Dentro de la iglesia del padre “Cuco”, la Ossla y tres coros interpretaron una selección de piezas basadas en textos de la Biblia

 

Culiacán, Sin.- Fue una noche plena de misticismo con cuatro piezas del compositor alemán del periodo barroco, Georg Friedrich Haendel, con la que cerró la Temporada de Otoño 2016 de la Sociedad Artística Sinaloense (SAS) y el Instituto Sinaloense de Cultura (ISIC), en el Tradicional Concierto de Diciembre, que en  esta ocasión dejó su sede anterior en el Templo de Nuestra Señora de Guadalupe, en La Lomita, para realizarse en la Parroquia del Espíritu Santo (Iglesia del Padre Cuco), en Las Quintas.

 

Fue también una experiencia religiosa memorable, dada la selección de piezas corales basadas en textos de la Biblia y el aire de misticismo y de profunda religiosidad que Haendel (1685-1759) solía imprimir a sus obras, y que fueron interpretadas por la Ossla, acompañada por tres coros: El de la Compañía de Ópera del ISIC, el de la Comunidad de Culiacán, y el Guillermo Sarabia, de Mazatlán, con más de 100 artistas en escena dirigidos por el maestro Gordon Campbell.

 

El programa abrió con las conocidas notas de la Entrada de la Reina de Saba, del oratorio Salomón (que data de 1748), y que provocó las primeras muestras de aprobación de parte del público, con sus cuerdas, oboes y flautas predominando en el ambiente místico de la Parroquia del Espíritu  Santo.

 

Luego, acometieron con la pieza Zadok the Priest, del Himno de coronación 1, una pieza coral sumamente hermosa, plena de vigor y breve, la cual fue con entusiasmo arremetida por los dos coros y la Orquesta, y puso la piel chinita de emoción a más de uno de los asistentes.

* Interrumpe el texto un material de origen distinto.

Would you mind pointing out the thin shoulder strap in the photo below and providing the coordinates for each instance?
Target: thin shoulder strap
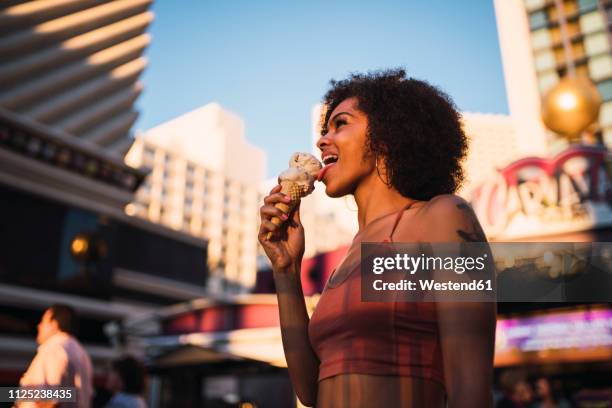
(398, 217)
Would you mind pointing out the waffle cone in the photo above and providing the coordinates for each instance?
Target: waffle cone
(295, 191)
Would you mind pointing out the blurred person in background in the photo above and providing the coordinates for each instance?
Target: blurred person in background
(396, 144)
(518, 393)
(127, 381)
(547, 397)
(60, 360)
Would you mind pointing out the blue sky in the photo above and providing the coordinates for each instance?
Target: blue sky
(271, 61)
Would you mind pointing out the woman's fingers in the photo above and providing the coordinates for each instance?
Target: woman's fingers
(269, 211)
(267, 226)
(275, 189)
(277, 197)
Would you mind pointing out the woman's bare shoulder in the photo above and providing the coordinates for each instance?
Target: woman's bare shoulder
(446, 217)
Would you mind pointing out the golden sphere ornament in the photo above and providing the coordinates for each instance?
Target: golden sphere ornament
(571, 106)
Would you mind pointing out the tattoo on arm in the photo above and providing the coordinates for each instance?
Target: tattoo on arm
(476, 234)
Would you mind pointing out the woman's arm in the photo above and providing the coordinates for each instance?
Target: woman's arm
(285, 250)
(467, 329)
(302, 362)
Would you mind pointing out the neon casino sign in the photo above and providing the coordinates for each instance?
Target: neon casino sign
(536, 196)
(566, 336)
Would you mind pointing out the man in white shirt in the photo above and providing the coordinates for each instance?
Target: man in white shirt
(60, 359)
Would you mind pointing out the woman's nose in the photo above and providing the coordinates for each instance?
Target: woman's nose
(322, 142)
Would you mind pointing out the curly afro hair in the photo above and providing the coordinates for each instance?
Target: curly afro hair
(413, 126)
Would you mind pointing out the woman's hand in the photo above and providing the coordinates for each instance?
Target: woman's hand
(285, 248)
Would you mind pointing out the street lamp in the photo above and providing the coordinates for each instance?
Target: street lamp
(571, 106)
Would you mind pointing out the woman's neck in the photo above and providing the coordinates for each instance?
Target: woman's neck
(375, 199)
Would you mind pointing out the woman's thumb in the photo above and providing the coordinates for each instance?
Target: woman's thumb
(296, 214)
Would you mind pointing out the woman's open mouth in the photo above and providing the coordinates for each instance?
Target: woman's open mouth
(329, 162)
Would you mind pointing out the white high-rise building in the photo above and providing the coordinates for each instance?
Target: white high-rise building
(205, 181)
(493, 144)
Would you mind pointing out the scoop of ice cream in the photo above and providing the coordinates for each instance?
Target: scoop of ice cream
(306, 161)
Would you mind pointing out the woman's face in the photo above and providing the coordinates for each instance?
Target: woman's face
(345, 140)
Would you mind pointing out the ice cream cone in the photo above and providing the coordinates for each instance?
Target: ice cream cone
(295, 191)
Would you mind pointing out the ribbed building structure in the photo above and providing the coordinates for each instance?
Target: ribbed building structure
(74, 65)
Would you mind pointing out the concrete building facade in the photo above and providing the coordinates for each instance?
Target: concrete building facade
(532, 35)
(74, 65)
(204, 181)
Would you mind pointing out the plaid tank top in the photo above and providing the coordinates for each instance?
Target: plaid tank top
(379, 338)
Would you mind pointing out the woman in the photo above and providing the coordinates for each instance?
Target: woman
(395, 144)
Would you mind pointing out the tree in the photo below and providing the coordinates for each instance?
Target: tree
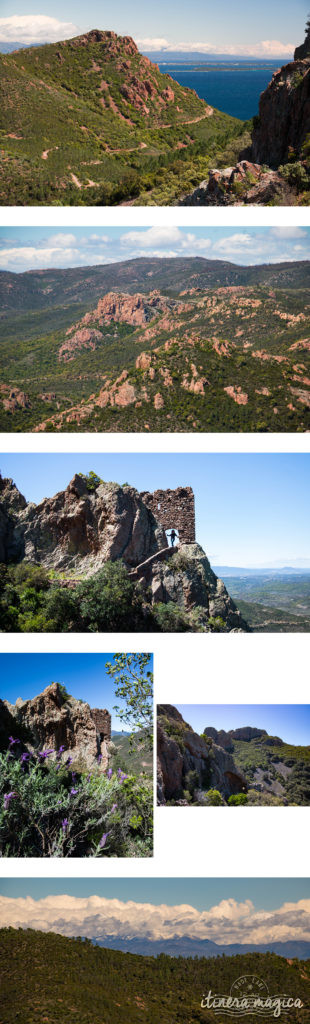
(133, 680)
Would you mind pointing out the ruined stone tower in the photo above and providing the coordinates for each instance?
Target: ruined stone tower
(173, 510)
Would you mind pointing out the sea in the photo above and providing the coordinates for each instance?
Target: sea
(231, 87)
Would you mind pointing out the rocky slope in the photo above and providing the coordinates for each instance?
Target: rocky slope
(235, 356)
(181, 751)
(91, 121)
(276, 772)
(79, 530)
(275, 169)
(52, 720)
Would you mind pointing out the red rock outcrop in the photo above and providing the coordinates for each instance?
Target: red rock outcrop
(52, 720)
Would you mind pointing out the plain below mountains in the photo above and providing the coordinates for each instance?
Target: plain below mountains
(157, 344)
(45, 975)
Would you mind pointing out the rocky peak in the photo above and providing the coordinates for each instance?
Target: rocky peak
(53, 719)
(181, 751)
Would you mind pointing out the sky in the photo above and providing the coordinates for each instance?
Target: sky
(224, 910)
(39, 248)
(84, 676)
(291, 722)
(252, 510)
(247, 29)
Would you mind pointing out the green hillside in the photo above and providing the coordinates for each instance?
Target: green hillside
(90, 121)
(204, 355)
(47, 977)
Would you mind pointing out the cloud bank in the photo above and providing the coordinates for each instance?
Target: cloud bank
(36, 29)
(98, 918)
(266, 48)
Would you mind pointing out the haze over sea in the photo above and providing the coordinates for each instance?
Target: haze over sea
(233, 87)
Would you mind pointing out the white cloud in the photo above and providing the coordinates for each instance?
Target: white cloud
(95, 916)
(35, 29)
(266, 48)
(158, 238)
(235, 243)
(289, 232)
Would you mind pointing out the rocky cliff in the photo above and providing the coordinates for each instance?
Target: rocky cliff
(274, 170)
(83, 527)
(187, 762)
(53, 720)
(78, 528)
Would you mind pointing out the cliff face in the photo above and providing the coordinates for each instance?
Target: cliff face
(181, 751)
(50, 721)
(77, 528)
(283, 115)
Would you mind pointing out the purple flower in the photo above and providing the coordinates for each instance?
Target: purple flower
(103, 840)
(7, 798)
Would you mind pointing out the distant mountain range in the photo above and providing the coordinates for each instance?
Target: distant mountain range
(202, 947)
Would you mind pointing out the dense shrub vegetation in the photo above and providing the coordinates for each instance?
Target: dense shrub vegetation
(47, 975)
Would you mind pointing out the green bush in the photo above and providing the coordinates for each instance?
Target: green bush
(237, 800)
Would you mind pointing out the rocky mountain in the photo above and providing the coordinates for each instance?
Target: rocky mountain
(274, 169)
(276, 772)
(214, 348)
(90, 121)
(49, 289)
(188, 764)
(89, 526)
(53, 720)
(48, 963)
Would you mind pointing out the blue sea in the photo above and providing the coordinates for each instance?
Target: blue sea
(233, 88)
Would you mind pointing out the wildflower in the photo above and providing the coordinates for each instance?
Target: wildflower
(103, 840)
(7, 798)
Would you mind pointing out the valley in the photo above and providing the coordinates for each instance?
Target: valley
(157, 344)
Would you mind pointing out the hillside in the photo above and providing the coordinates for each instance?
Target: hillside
(47, 976)
(276, 772)
(272, 601)
(90, 121)
(157, 344)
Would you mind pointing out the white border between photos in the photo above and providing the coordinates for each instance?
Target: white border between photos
(253, 842)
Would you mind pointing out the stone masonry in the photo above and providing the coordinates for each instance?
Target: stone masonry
(173, 510)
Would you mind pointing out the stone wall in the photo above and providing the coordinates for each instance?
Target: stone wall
(174, 510)
(102, 722)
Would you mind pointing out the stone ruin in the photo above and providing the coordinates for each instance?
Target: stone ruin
(101, 720)
(173, 510)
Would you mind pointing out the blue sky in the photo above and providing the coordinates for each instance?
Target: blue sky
(38, 248)
(291, 722)
(241, 28)
(252, 510)
(84, 676)
(201, 893)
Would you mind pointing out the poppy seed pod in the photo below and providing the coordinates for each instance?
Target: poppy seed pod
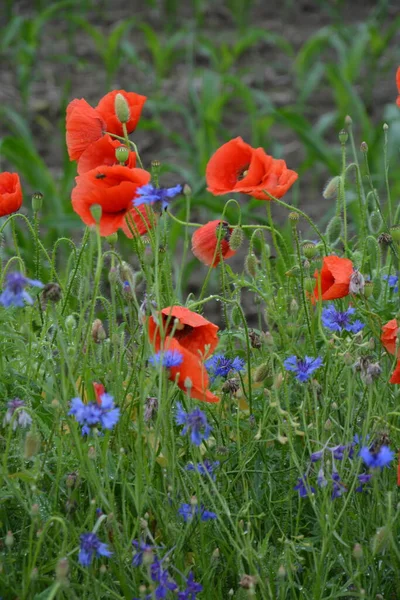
(211, 242)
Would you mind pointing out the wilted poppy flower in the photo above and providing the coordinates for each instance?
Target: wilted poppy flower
(237, 167)
(205, 242)
(190, 375)
(113, 188)
(10, 193)
(84, 125)
(193, 332)
(395, 378)
(102, 152)
(389, 335)
(106, 108)
(335, 278)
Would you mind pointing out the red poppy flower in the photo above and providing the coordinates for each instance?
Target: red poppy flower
(191, 376)
(114, 189)
(389, 335)
(10, 193)
(99, 390)
(106, 108)
(237, 167)
(193, 332)
(395, 378)
(102, 152)
(335, 278)
(84, 125)
(205, 241)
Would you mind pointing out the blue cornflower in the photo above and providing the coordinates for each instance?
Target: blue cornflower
(393, 281)
(90, 544)
(168, 359)
(192, 588)
(338, 488)
(141, 549)
(14, 293)
(220, 366)
(340, 321)
(92, 414)
(195, 422)
(207, 467)
(148, 194)
(374, 460)
(302, 488)
(188, 511)
(303, 368)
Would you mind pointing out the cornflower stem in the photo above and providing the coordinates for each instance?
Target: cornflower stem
(386, 168)
(343, 198)
(306, 217)
(303, 294)
(36, 230)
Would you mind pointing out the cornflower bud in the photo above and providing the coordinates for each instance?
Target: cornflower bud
(121, 108)
(37, 201)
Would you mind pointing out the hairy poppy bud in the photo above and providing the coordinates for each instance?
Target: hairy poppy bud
(98, 331)
(375, 221)
(37, 201)
(395, 233)
(343, 136)
(262, 372)
(96, 212)
(357, 283)
(334, 230)
(236, 238)
(309, 250)
(121, 108)
(331, 189)
(251, 263)
(122, 154)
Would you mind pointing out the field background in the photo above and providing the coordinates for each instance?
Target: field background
(282, 77)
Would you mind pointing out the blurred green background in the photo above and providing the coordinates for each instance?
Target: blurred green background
(282, 75)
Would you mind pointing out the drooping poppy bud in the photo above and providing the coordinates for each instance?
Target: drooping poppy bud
(205, 244)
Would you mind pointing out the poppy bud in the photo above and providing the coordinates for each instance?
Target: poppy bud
(236, 238)
(96, 212)
(395, 233)
(31, 446)
(98, 331)
(357, 283)
(375, 221)
(121, 108)
(9, 540)
(37, 201)
(251, 264)
(293, 216)
(262, 372)
(309, 250)
(368, 288)
(122, 154)
(334, 230)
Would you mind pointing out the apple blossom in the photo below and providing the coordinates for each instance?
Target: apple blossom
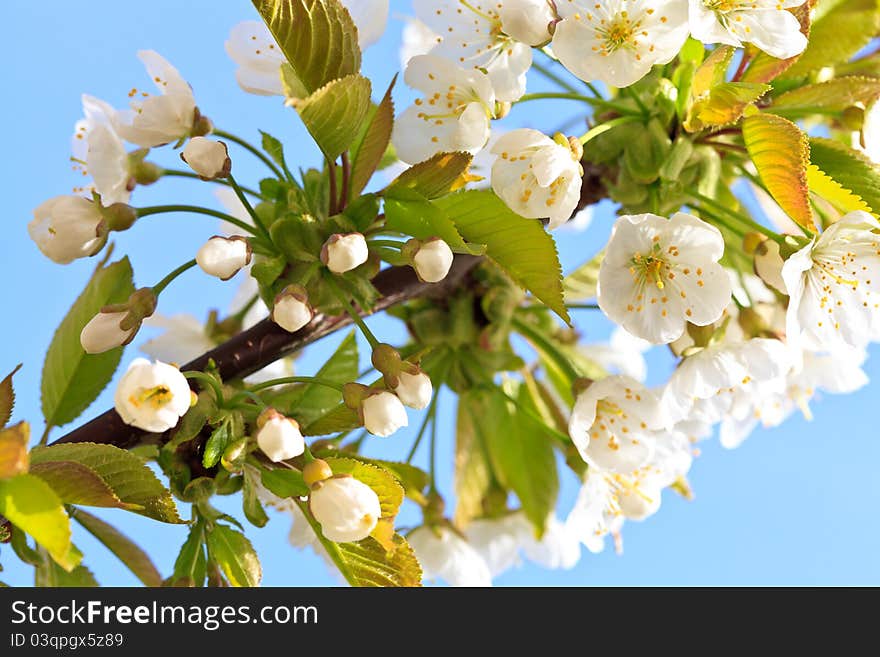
(618, 41)
(346, 508)
(659, 274)
(834, 286)
(764, 23)
(342, 253)
(537, 176)
(452, 115)
(152, 396)
(65, 228)
(471, 35)
(224, 257)
(168, 117)
(443, 554)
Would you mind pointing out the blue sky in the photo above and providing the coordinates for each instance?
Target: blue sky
(794, 505)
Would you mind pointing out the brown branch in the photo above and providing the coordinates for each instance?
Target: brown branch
(266, 342)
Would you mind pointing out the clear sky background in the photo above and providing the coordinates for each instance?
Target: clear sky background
(793, 505)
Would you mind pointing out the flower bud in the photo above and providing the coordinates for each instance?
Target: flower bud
(103, 332)
(383, 413)
(414, 390)
(224, 257)
(152, 396)
(279, 437)
(431, 259)
(342, 253)
(292, 310)
(528, 21)
(65, 228)
(208, 158)
(346, 508)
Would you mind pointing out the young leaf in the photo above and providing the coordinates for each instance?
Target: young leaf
(73, 379)
(306, 403)
(849, 168)
(7, 397)
(441, 174)
(369, 151)
(127, 476)
(13, 450)
(781, 154)
(335, 113)
(298, 25)
(235, 556)
(29, 504)
(521, 247)
(123, 547)
(284, 483)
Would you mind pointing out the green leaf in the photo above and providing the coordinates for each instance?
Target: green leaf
(13, 450)
(441, 174)
(29, 504)
(335, 113)
(235, 555)
(724, 105)
(422, 219)
(318, 38)
(7, 397)
(781, 154)
(836, 36)
(135, 559)
(130, 479)
(849, 168)
(306, 403)
(368, 152)
(521, 247)
(73, 379)
(284, 483)
(191, 565)
(274, 148)
(473, 472)
(830, 96)
(49, 574)
(519, 450)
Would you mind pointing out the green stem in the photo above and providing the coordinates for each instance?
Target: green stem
(175, 173)
(211, 381)
(544, 345)
(253, 149)
(195, 209)
(161, 285)
(355, 316)
(250, 209)
(421, 434)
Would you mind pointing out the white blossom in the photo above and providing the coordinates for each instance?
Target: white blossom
(613, 424)
(453, 114)
(763, 23)
(383, 414)
(342, 253)
(471, 35)
(346, 508)
(66, 228)
(152, 396)
(659, 274)
(834, 286)
(99, 152)
(167, 117)
(444, 555)
(618, 41)
(103, 332)
(536, 176)
(414, 390)
(432, 260)
(224, 257)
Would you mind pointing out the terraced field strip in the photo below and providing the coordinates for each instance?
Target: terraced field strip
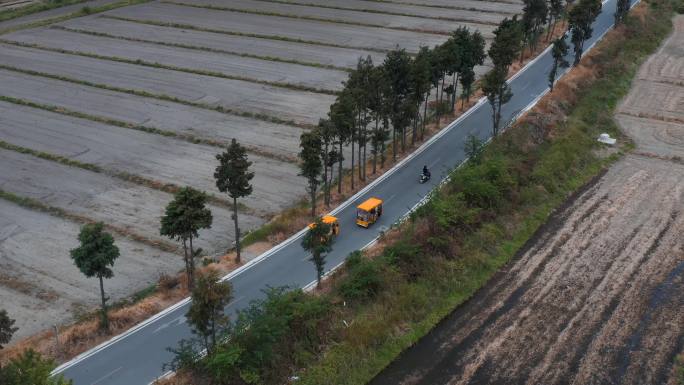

Se trata de una pieza basada en la coronación del rey Salomón por el sacerdote Zadok, según el Libro I de Reyes, y que Haendel aplica a la coronación del rey Jorge II de Gran Bretaña en 1727.

 

Y la estrella de la noche, el Te Deum de  Dettingen HWV 283, compuesta por Haendel en el año 1743 para celebrar la victoria de las tropas inglesas lideradas por el rey Jorge II sobre las francesas en la batalla de Dettinggen, y que es básicamente una pieza de corte religiosa (A ti, oh Dios, te alabamos, / a ti, Señor, te reconocemos. / A ti, eterno Padre, te venera toda la creación. / Los ángeles todos, los cielos / y todas las potestades te honran), para celebrar esa victoria.

 

La pieza está integrada por 13 partes en los que destacan las voces monumentales de los coros, con ciertos aires marciales en sus inicios, para remarcar la ocasión a celebrar, en los que destaca la voz del barítono José Manuel González Caro, con un coro que se acrecentaba por momentos.

 

El cierre fue con una pieza infaltable cuando se honra a Haendel como es la pieza coral ¡Aleluya!, basada en versículos del Apocalipsis, y que es con la que cierra el oratorio  El Mesías, y que basándose en textos de la Biblia, celebra el nacimiento del Hijo de Dios y su muerte y ascensión al cielo. Fue un gran cierre, y el público que llenó el inmueble no pudo menos que aplaudir vigorosamente a los artistas por una noche plena de calor místico.